In [4]:
import pandas as pd
from selenium import webdriver
from selenium.webdriver.common.by import By
from selenium.webdriver.common.keys import Keys
from selenium.webdriver.support.ui import Select, WebDriverWait
from selenium.webdriver.support import expected_conditions as EC
from selenium.webdriver.chrome.service import Service
from webdriver_manager.chrome import ChromeDriverManager
from selenium.common.exceptions import NoSuchElementException, TimeoutException

# Setup ChromeDriver
driver = webdriver.Chrome(service=Service(ChromeDriverManager().install()))
search_url = "https://eprints.lse.ac.uk/cgi/search/advanced"
driver.get(search_url)

# Prepare a DataFrame for storing results
columns = ['Department'] + [str(year) for year in range(2010, 2024)]
results_df = pd.DataFrame(columns=columns)

# List of departments
departments = [
    'Geography & Environment', 'Philosophy, Logic and Scientific Method', 
    'Psychological and Behavioural Science', 'Government', 'Law', 
    'Social Policy', 'Mathematics', 'Economic History', 'Sociology', 
    'International History', 'Statistics', 'Management', 'International Relations', 
    'Anthropology', 'Economics', 'Language Centre', 'Accounting', 'Finance', 
    'Methodology', 'School of Public Policy', 
    'European Institute', 'Media and Communications', 'Health Policy', 
    'International Development', 'Gender Studies'
]

# Process each department
for department in departments:
    row_data = {'Department': department}
    driver.get(search_url)  # Navigate back to the main search page for each department
    try:
        divisions_select = Select(driver.find_element(By.ID, "divisions"))  # Locate the dropdown again
        divisions_select.select_by_visible_text(department)
        available = True
    except NoSuchElementException:
        available = False
        print(f"Department {department} not found.")
    
    if available:
        for year in range(2010, 2024):
            try:
                wait = WebDriverWait(driver, 5)
                date_input = wait.until(EC.visibility_of_element_located((By.CSS_SELECTOR, "input[name='date']")))
                date_input.clear()
                date_input.send_keys(str(year))
                date_input.send_keys(Keys.RETURN)

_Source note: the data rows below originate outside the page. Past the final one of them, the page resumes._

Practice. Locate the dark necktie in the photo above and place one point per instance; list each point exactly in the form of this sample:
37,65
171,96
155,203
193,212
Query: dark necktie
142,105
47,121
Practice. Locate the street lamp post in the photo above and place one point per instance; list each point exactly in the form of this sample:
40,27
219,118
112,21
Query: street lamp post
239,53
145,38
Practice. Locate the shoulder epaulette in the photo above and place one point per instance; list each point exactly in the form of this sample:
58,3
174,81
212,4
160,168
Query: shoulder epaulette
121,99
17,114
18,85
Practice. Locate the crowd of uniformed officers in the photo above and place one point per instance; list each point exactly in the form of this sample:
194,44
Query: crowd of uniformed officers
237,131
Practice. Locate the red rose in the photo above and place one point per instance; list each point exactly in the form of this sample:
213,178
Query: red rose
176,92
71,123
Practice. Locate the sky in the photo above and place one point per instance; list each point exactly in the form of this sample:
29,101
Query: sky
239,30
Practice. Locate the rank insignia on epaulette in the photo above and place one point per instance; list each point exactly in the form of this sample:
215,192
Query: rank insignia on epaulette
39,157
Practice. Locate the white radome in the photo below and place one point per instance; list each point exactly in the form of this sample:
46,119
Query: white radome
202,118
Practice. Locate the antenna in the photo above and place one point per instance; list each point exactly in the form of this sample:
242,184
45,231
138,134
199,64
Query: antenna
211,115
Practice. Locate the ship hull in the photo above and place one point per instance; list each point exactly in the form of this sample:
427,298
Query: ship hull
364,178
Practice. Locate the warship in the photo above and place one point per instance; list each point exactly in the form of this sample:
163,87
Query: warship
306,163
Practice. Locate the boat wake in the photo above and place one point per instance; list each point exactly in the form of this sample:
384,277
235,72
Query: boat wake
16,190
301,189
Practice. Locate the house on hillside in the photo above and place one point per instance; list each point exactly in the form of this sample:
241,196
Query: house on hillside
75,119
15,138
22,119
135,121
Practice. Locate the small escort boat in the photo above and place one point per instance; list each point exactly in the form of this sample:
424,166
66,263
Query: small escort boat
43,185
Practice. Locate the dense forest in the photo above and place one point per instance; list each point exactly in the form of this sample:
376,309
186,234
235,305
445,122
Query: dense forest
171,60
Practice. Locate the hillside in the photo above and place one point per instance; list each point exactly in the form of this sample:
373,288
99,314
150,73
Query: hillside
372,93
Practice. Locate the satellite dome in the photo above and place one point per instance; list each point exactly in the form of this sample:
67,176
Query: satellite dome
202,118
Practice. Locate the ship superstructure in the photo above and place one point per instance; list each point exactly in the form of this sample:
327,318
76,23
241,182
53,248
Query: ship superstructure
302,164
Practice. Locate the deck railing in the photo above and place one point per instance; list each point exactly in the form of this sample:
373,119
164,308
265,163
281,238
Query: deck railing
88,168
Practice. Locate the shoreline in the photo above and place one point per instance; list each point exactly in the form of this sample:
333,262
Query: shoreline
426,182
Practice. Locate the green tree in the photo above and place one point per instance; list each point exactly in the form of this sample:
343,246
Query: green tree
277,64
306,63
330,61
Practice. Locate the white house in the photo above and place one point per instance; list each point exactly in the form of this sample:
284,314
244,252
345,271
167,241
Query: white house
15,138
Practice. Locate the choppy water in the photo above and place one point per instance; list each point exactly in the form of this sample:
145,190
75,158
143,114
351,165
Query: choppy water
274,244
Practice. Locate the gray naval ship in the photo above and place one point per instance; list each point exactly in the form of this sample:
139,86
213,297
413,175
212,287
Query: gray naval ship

                # Wait for the page to load and scrape the total results
                total_results_elements = wait.until(EC.presence_of_all_elements_located((By.CSS_SELECTOR, "span.ep_search_number")))
                total_results = total_results_elements[-1].text  # Get the text of the last element
                row_data[str(year)] = total_results
                print(f"Results for {department} in {year}: {total_results}")
            except NoSuchElementException:
                row_data[str(year)] = 'Element not found'
                print(f"Element not found for {department} in {year}.")
            except TimeoutException:
                row_data[str(year)] = 'Timeout or no results'
                print(f"Timeout or no results for {department} in {year}.")
            driver.get('https://eprints.lse.ac.uk/cgi/search/archive/advanced')
            divisions_select = Select(driver.find_element(By.ID, "divisions"))  # Locate the dropdown again
            divisions_select.select_by_visible_text(department)
    # Append the results of this department to the DataFrame and save incrementally
    new_row = pd.DataFrame([row_data])
    results_df = pd.concat([results_df, new_row], ignore_index=True)
    results_df.to_csv('department_yearly_results.csv', index=False)

# Close the browser
driver.quit()

print("Data scraping completed and saved to 'Data/department_yearly_results.csv'.")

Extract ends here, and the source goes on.